Who are these guys? Can you name the book, chapter, and verse in the Bible where they can be found? How about just the book? If I were to ask you of Noah, or Moses, or Elijah; perhaps you could tell me their story. What about Abraham, Isaac, and Jacob? You know Joseph, interpreter of dreams, Joshua, conqueror of Canaan, and perhaps even Jonah, in the belly of the great fish. We know their stories, and they are stories of recognition, but what about these three men: Stephanas, Fortunatus, and Achaicus?
There’s an old proverb: Bad news travels fast. And while that is a very true proverb, it is certainly not limited to just bad news; any titillating, tantalizing, scandalous talk and/or travail travels at tremendous tempo. The six o’clock news is filled with mostly what? Bad NEWS! There is not a lot of gossip devoted to wholesome things. Stories of goodwill and man helping man don’t seem to occupy the front pages of newspapers much. Anyone, and anything, that can be brought down is brought down, as the other old proverb goes: “People love to watch the train wreck”.
Unfortunately, many times this same sort of behavior carries over into the local church. Many brethren can become consumed with gossip. They can be discouraged by stories they hear of fellow brethren who are not living, or being the example they should, or perhaps even just contributing to the building up of the body as they should. So many times brethren become distracted by the negative that they see, or the negative that they hear, or even that they “feel”, and as a result, their eyes of faith are blinded to the goodness that surrounds them from faithful brethren. They become pessimistic, cynical, and/or saddened (burdened) that not everyone is as they should be.
When you look at the Corinth church, that might be a great example. How many times have we heard of the troubles at Corinth? Division of who baptized who, division over eating of food, and who can forget… a man having relations with his father’s wife!!! “What is the point?” “Why be a part of the church?” “No one and nothing is as it should be!” But THAT is the deception. In the midst of great turmoil, division, and uncertainty, there ARE brethren of faith. There ARE brethren of faithfulness! “I was glad when Stephanas, Fortunatus, and Achaicus arrived… for they refreshed my (Paul) spirit and yours also.” (I Cor. 16:17) These were men of great faithfulness in the midst of a struggling church (Corinth). While the church had problems, not all was lost.

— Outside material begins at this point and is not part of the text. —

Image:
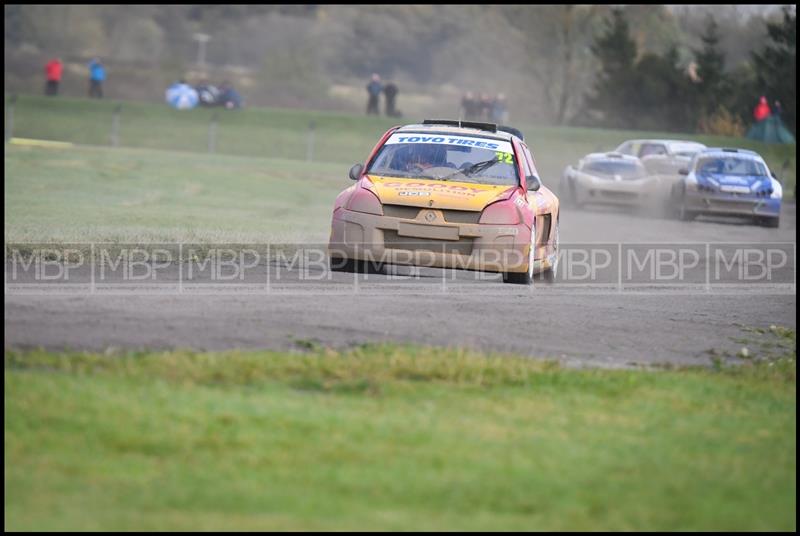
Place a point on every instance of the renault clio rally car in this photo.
(448, 194)
(734, 182)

How many times do you look around the church and look at all the positive? The truth is, because of the humility of brethren, you are likely to be UNAWARE of MANY good and great things brethren are doing for one another and service to the Lord! I once talked to a man who was discouraged by “the church” because he said he didn’t see anyone doing anything. I began to go down the membership roll (as I could remember) and name brother after sister after brother in Christ who had done deeds of kindness and service that he was completely unaware of; GREAT brethren doing GREAT things for the Lord, and he was completely unaware. He had become cynical; he had become the source of discouragement to others by not being faithful, because he did not have the heart to be involved in seeing the good that surrounded him – the good from his brethren, and his blessings in Christ Jesus.
Every church has their Stephanas, Fortunatus, and/or Achaicus. They can be, and they SHOULD be, you and me. Brethren of work and service who strive to do, not EVERYTHING, but what… they…. can! These are brethren of honor and respect. These are our beloved; those whom we can put our faith and trust in, and they will not let us down. They are those who build us up and strengthen us, as we open our eyes to see their good works, and glorify the name of God. As Paul said of his beloved three, “Such men deserve recognition”. (I Corinthians. 16:18) Amen. And may we strive to be such people… to the praise and glory of God.